Search code examples
haskellencryptionbase64lazy-evaluationbytestring

Using base64-bytestring with lazy ByteStrings


Here's what I'm trying to do in Haskell:

  • take a message in ByteString format (doesn't really matter if lazy or strict)
  • encrypt the message with an RSA public key
  • base64 encode the encrypted message

The RSA library that I'm using handles lazy ByteStrings internally. The Base64 library, however, uses strict ByteStrings only. My application uses lazy ByteStrings to send the messages to network sockets.

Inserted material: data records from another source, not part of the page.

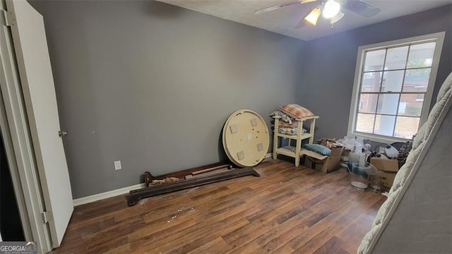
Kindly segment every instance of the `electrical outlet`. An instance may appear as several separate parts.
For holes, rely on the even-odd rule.
[[[114,170],[119,170],[122,169],[122,166],[121,166],[121,161],[116,161],[114,163]]]

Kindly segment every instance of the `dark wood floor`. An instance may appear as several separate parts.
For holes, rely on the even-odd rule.
[[[76,207],[55,253],[355,253],[386,198],[345,171],[270,160],[245,176],[142,200]]]

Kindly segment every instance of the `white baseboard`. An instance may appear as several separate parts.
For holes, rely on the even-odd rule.
[[[91,195],[89,196],[80,198],[76,198],[75,200],[72,200],[72,202],[73,203],[73,206],[88,204],[92,202],[100,200],[105,198],[112,198],[112,197],[117,196],[119,195],[129,193],[129,192],[131,190],[144,188],[145,186],[145,184],[144,183],[136,184],[134,186],[124,187],[119,189],[107,191],[102,193]]]
[[[271,157],[271,156],[272,156],[272,154],[269,152],[266,155],[265,158],[270,158]],[[136,184],[134,186],[124,187],[117,190],[113,190],[107,191],[102,193],[91,195],[83,197],[83,198],[76,198],[75,200],[72,200],[72,202],[73,203],[73,206],[76,207],[77,205],[88,204],[90,202],[100,200],[105,198],[108,198],[117,196],[119,195],[126,194],[131,190],[144,188],[145,186],[145,183]]]

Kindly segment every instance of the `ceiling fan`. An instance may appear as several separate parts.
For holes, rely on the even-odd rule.
[[[308,3],[316,3],[317,4],[303,16],[295,28],[300,28],[307,23],[316,25],[321,14],[330,20],[331,28],[333,28],[333,24],[345,16],[345,13],[340,11],[342,8],[366,18],[375,16],[381,11],[381,8],[361,0],[298,0],[257,10],[254,14],[261,14],[282,7]]]

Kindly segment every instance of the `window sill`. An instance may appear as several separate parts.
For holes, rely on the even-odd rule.
[[[359,133],[359,132],[348,133],[347,135],[349,137],[362,138],[364,140],[368,139],[368,140],[370,140],[371,141],[378,142],[383,144],[392,144],[396,142],[407,142],[408,140],[410,140],[410,139],[408,139],[408,138],[387,137],[383,135]]]

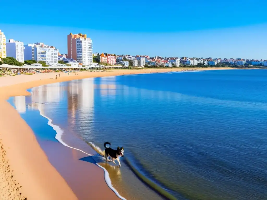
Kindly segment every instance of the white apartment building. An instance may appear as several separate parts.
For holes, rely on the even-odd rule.
[[[0,58],[6,58],[6,36],[0,30]]]
[[[80,37],[76,39],[77,61],[85,66],[93,63],[93,41],[90,38]]]
[[[7,56],[13,57],[19,62],[24,62],[23,43],[15,41],[13,39],[10,39],[9,42],[6,43]]]
[[[180,60],[179,59],[174,59],[173,58],[168,59],[168,62],[172,64],[179,67],[180,65]]]
[[[137,60],[138,66],[144,66],[146,65],[145,57],[137,57],[136,59]]]
[[[53,46],[42,42],[28,44],[24,45],[24,60],[44,61],[50,66],[57,66],[58,63],[58,50]]]

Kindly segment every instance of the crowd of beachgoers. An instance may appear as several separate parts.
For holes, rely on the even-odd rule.
[[[19,75],[21,74],[31,75],[39,73],[43,73],[45,74],[47,73],[77,73],[85,71],[104,71],[104,70],[83,70],[70,69],[60,70],[58,69],[38,70],[37,69],[11,69],[8,68],[0,68],[0,77],[8,75],[15,76],[16,75]]]

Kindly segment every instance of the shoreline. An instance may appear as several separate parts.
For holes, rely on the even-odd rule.
[[[233,69],[211,67],[186,69],[196,69],[206,71]],[[2,166],[2,162],[4,163],[3,166],[7,165],[5,160],[7,158],[10,165],[8,167],[9,168],[8,170],[1,171],[0,176],[11,177],[6,181],[4,181],[4,184],[7,186],[4,189],[3,194],[4,195],[6,194],[7,195],[17,195],[19,197],[19,199],[25,199],[26,198],[28,199],[77,199],[65,180],[48,161],[30,127],[7,101],[10,97],[28,95],[30,94],[26,90],[29,88],[74,79],[181,71],[184,71],[184,69],[114,70],[110,71],[78,73],[78,75],[76,75],[71,73],[69,77],[61,73],[61,77],[58,77],[57,79],[54,79],[55,76],[58,73],[55,73],[1,77],[0,109],[2,114],[0,116],[2,131],[0,134],[0,145],[1,155],[4,155],[4,153],[5,154],[4,158],[0,157],[1,165],[0,166]],[[13,182],[17,183],[10,183],[13,179],[14,180]],[[17,189],[17,186],[19,183],[19,187],[21,187]]]

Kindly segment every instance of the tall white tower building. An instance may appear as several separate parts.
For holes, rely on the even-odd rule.
[[[7,57],[13,57],[21,62],[24,62],[24,46],[23,43],[13,39],[6,43],[6,54]]]

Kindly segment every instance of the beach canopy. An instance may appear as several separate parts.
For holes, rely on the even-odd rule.
[[[3,64],[0,65],[1,67],[4,68],[33,68],[30,65],[24,65],[22,66],[16,66],[16,65],[10,65]]]

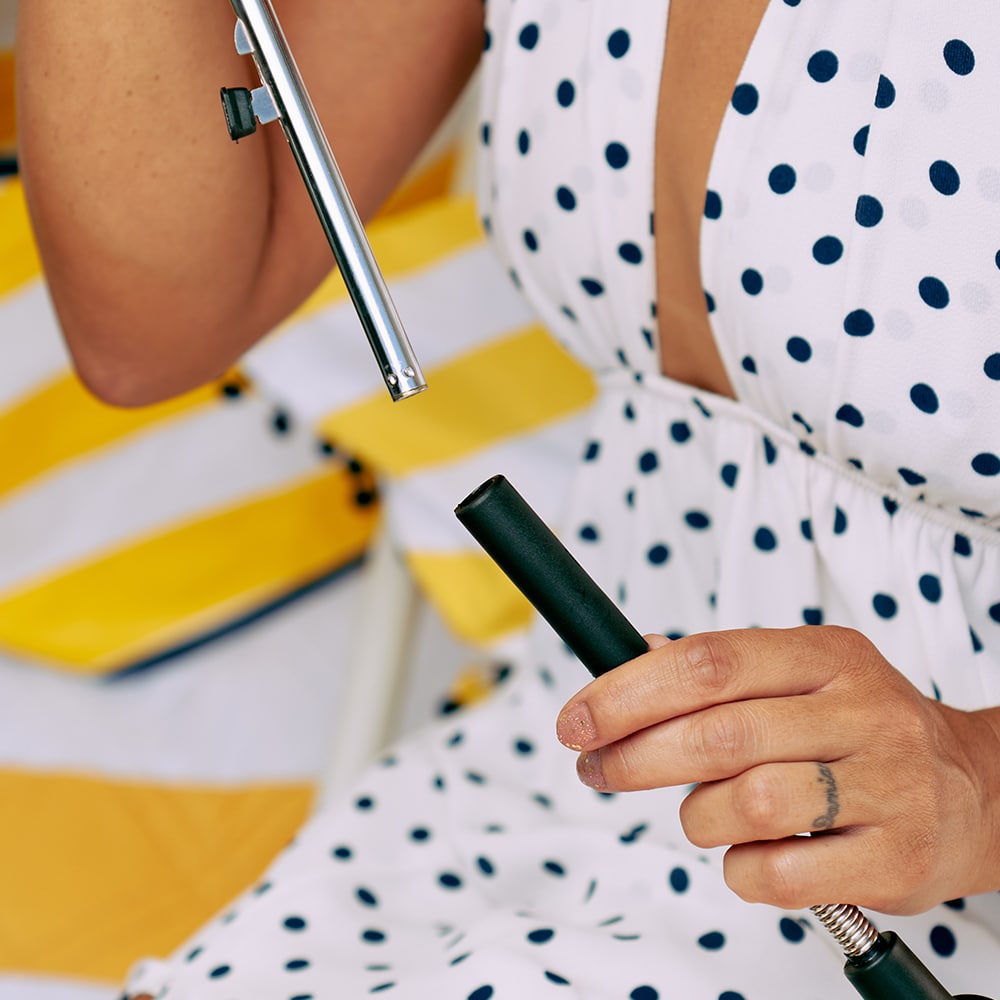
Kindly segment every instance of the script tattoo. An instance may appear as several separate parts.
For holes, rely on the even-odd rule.
[[[819,767],[819,777],[816,780],[821,785],[826,786],[826,812],[813,820],[813,828],[816,830],[830,830],[836,822],[837,813],[840,812],[837,781],[833,776],[833,772],[826,764],[818,764],[817,767]]]

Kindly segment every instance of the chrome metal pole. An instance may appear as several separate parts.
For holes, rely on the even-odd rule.
[[[231,3],[237,18],[236,50],[253,57],[262,84],[249,94],[252,116],[262,124],[275,119],[281,123],[390,396],[399,400],[415,395],[427,383],[274,8],[269,0]],[[255,127],[250,117],[249,128],[237,135],[230,122],[230,134],[240,138]]]

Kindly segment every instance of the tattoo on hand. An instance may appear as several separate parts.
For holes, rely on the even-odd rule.
[[[819,777],[816,779],[821,785],[826,786],[826,812],[822,816],[817,816],[813,820],[813,828],[816,830],[830,830],[833,828],[840,812],[840,798],[837,795],[837,781],[833,772],[826,764],[817,764]]]

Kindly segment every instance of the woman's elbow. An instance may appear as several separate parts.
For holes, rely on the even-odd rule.
[[[116,334],[64,324],[64,335],[77,376],[109,406],[136,408],[180,396],[221,375],[228,367],[193,355],[176,342],[159,341],[149,330]]]

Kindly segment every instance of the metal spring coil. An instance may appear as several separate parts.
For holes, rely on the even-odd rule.
[[[878,931],[856,906],[847,903],[828,903],[810,909],[837,939],[837,943],[849,958],[866,955],[878,942]]]

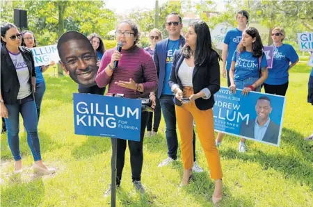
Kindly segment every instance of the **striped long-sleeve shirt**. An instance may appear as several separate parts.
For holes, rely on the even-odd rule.
[[[122,93],[125,97],[131,99],[147,97],[147,94],[154,91],[158,85],[154,62],[149,53],[136,46],[129,50],[122,50],[122,57],[118,67],[114,69],[111,77],[106,74],[104,69],[110,63],[115,50],[116,48],[108,50],[103,56],[95,78],[97,85],[103,88],[109,84],[108,92]],[[131,78],[136,83],[143,84],[143,94],[114,83],[119,81],[129,81]]]

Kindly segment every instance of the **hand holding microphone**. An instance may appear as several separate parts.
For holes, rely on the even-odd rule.
[[[116,47],[116,50],[113,53],[112,56],[111,57],[111,63],[110,65],[113,65],[113,68],[115,69],[118,67],[118,61],[122,58],[122,56],[120,53],[120,51],[122,51],[122,47],[123,44],[122,42],[119,42],[118,43],[118,46]]]

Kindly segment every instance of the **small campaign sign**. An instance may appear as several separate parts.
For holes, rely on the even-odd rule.
[[[30,49],[33,53],[35,66],[48,65],[51,61],[58,63],[60,60],[56,44],[33,47]]]
[[[214,94],[216,131],[279,146],[285,97],[257,92],[247,96],[221,87]]]
[[[313,51],[313,33],[298,33],[300,51]]]
[[[75,134],[140,141],[140,100],[78,93],[73,97]]]
[[[307,65],[313,67],[313,53],[310,57],[309,62],[307,62]]]

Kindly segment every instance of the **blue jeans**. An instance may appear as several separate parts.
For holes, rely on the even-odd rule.
[[[235,85],[236,85],[236,88],[237,89],[243,89],[243,88],[248,87],[249,85],[252,85],[253,83],[255,83],[255,81],[257,81],[257,80],[259,80],[259,78],[246,78],[243,81],[234,81],[235,82]],[[258,87],[255,89],[256,92],[261,92],[261,87]]]
[[[161,95],[160,105],[166,122],[166,136],[168,144],[168,156],[173,160],[177,158],[178,140],[176,133],[175,105],[172,95]],[[195,161],[195,133],[193,131],[193,160]]]
[[[23,117],[27,131],[27,142],[31,148],[35,161],[41,160],[40,144],[37,131],[37,110],[32,95],[22,99],[16,100],[13,104],[6,104],[8,118],[5,119],[8,142],[15,161],[22,159],[19,152],[19,113]]]
[[[37,118],[39,122],[40,115],[40,106],[42,101],[43,95],[46,91],[46,83],[45,81],[36,83],[36,92],[35,94],[35,103],[36,103]]]

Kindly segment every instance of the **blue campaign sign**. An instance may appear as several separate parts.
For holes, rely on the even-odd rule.
[[[216,131],[279,146],[285,97],[241,90],[232,94],[221,87],[214,94],[214,129]]]
[[[90,94],[73,96],[75,134],[140,141],[140,100]]]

So, it looks like I have to convert between lazy and strict ByteStrings. Here's what I do:

encrypt :: CryptoRandomGen t => t -> RSA.PublicKey -> L.ByteString -> L.ByteString
encrypt gen pubkey msg = do
  let (ciphertext,_) = RSA.encrypt gen pubkey msg
  (L.fromChunks . map encode . L.toChunks) $ ciphertext

decrypt :: RSA.PrivateKey -> L.ByteString -> Either String L.ByteString
decrypt privkey ciphertext = do
  dec <- decode $ S.concat $ L.toChunks ciphertext
  return $ RSA.decrypt privkey $ L.fromChunks [dec]

Unfortunately, sometimes this fails. When I decrypt a message encrypted in this way it sometimes results in garbage followed by the actual message. I'm not sure exactly where the problem is: is it the conversion from lazy to strict ByteStrings or is it the base64 encoding step? Or is it both?

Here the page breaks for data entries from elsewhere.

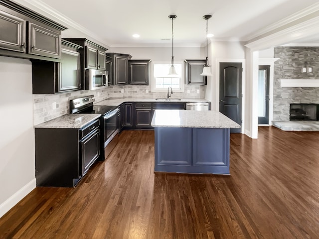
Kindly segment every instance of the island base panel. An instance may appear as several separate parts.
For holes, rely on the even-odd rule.
[[[155,130],[155,172],[230,174],[229,128]]]

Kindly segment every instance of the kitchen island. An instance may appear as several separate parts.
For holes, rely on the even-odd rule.
[[[155,172],[229,174],[230,128],[215,111],[156,110]]]

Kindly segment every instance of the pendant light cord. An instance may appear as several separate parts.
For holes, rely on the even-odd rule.
[[[174,28],[173,21],[174,18],[171,18],[171,65],[174,65]]]
[[[210,66],[208,62],[208,19],[206,19],[206,66]]]

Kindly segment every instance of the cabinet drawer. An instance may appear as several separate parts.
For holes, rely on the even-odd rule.
[[[184,110],[185,104],[184,103],[154,103],[153,104],[153,109]]]
[[[80,139],[86,137],[87,135],[90,134],[91,132],[95,130],[97,128],[99,128],[100,125],[100,121],[99,120],[97,120],[93,123],[86,126],[84,128],[81,129],[79,131]]]
[[[135,104],[136,108],[152,108],[152,104],[151,103],[136,103]]]

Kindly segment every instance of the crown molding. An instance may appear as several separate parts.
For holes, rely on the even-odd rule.
[[[299,11],[285,17],[281,20],[278,21],[274,24],[269,25],[267,27],[262,29],[255,31],[253,33],[245,36],[244,39],[246,39],[245,41],[247,41],[251,39],[256,38],[258,36],[275,30],[276,29],[283,27],[285,25],[293,22],[303,17],[309,16],[309,15],[313,14],[318,11],[319,11],[319,2],[313,4],[312,5],[303,9]]]
[[[253,40],[245,46],[252,51],[263,50],[312,36],[314,32],[319,32],[319,16],[260,39]]]
[[[280,46],[297,46],[297,47],[319,47],[319,42],[292,42],[291,43],[285,44]]]
[[[115,47],[171,47],[171,43],[135,43],[135,44],[112,44],[111,48]],[[175,43],[174,47],[202,47],[206,44],[200,43]]]
[[[99,41],[99,43],[101,43],[101,45],[103,45],[107,48],[109,47],[109,45],[105,42],[105,40],[41,0],[13,0],[13,1],[33,10],[35,7],[37,8],[37,11],[40,10],[45,16],[50,19],[54,19],[61,24],[66,25],[69,28],[73,28],[82,32],[88,37]]]

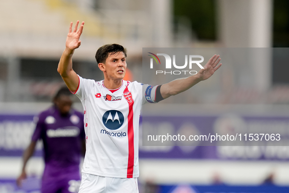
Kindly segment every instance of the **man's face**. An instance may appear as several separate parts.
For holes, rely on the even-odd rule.
[[[70,97],[67,95],[61,95],[56,99],[55,104],[60,113],[63,115],[67,114],[70,110],[71,105],[72,104],[72,101]]]
[[[126,57],[123,52],[120,51],[114,54],[110,53],[104,67],[109,78],[114,80],[123,79],[127,68]]]

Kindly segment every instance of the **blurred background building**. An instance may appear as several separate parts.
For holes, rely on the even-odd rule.
[[[14,192],[14,188],[5,184],[12,183],[20,173],[20,156],[34,129],[33,117],[50,105],[51,96],[64,84],[57,66],[69,24],[77,20],[85,24],[82,45],[73,56],[73,68],[82,77],[96,80],[103,77],[95,52],[108,43],[127,48],[130,80],[140,82],[143,48],[263,50],[247,64],[223,62],[223,68],[213,79],[188,91],[190,95],[180,95],[178,107],[171,104],[176,98],[172,97],[151,112],[157,115],[157,109],[166,107],[168,114],[174,117],[188,103],[205,120],[208,115],[218,120],[233,114],[230,120],[263,116],[276,124],[272,129],[284,124],[289,128],[287,0],[0,0],[0,16],[1,193]],[[268,48],[264,51],[264,48]],[[167,80],[161,81],[163,84]],[[82,110],[77,98],[75,101],[76,108]],[[192,117],[198,116],[196,113]],[[282,122],[278,122],[280,118]],[[238,121],[231,126],[238,127],[234,124]],[[288,155],[286,147],[280,148],[272,151]],[[275,184],[289,186],[289,155],[253,159],[245,154],[232,155],[246,151],[242,148],[172,149],[141,145],[140,192],[171,192],[173,188],[165,192],[157,186],[181,183],[257,186],[267,177]],[[202,155],[194,155],[196,151]],[[162,157],[156,156],[160,152]],[[208,154],[216,155],[203,156]],[[41,174],[41,160],[36,157],[30,162],[32,175]],[[188,190],[185,186],[178,188]]]

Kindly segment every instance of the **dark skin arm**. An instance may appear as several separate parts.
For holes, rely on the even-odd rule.
[[[18,177],[16,180],[16,183],[18,186],[21,186],[22,184],[22,181],[26,178],[26,174],[25,171],[26,165],[27,162],[29,160],[30,157],[33,155],[34,150],[35,150],[35,146],[36,146],[36,142],[31,141],[29,146],[25,150],[22,159],[23,161],[23,166],[22,167],[22,172],[21,174]]]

Lazy ByteStrings are just lists of strict ByteString chunks. Do I implicitly modify the length of the message by converting it?

Please enlighten me.


Solution

  • The problem is that base64 encoding maps every three bytes (3 × 8 bits) of input to four bytes (4 × 6 bits) of output, so when the size of the input is not a multiple of three, it has to add padding. This means that concatenating the result of encoding each chunk separately may not give the same result as encoding the entire thing.

    > encode "Haskell"
    "SGFza2VsbA=="
    > encode "Hask" `append` encode "ell"
    "SGFzaw==ZWxs"
    

    Note that these are different even if you remove the = characters used to pad the output. The padding of the input will still cause problems.

    Your best bet is probably to find a library that supports lazy bytestrings, but ensuring that the sizes of all chunks (except the last) are multiples of three can work as a workaround.

    Alternatively, if you don't mind keeping the whole thing in memory, convert the lazy bytestring to a strict one, encode the whole thing in one step, and convert back (if necessary).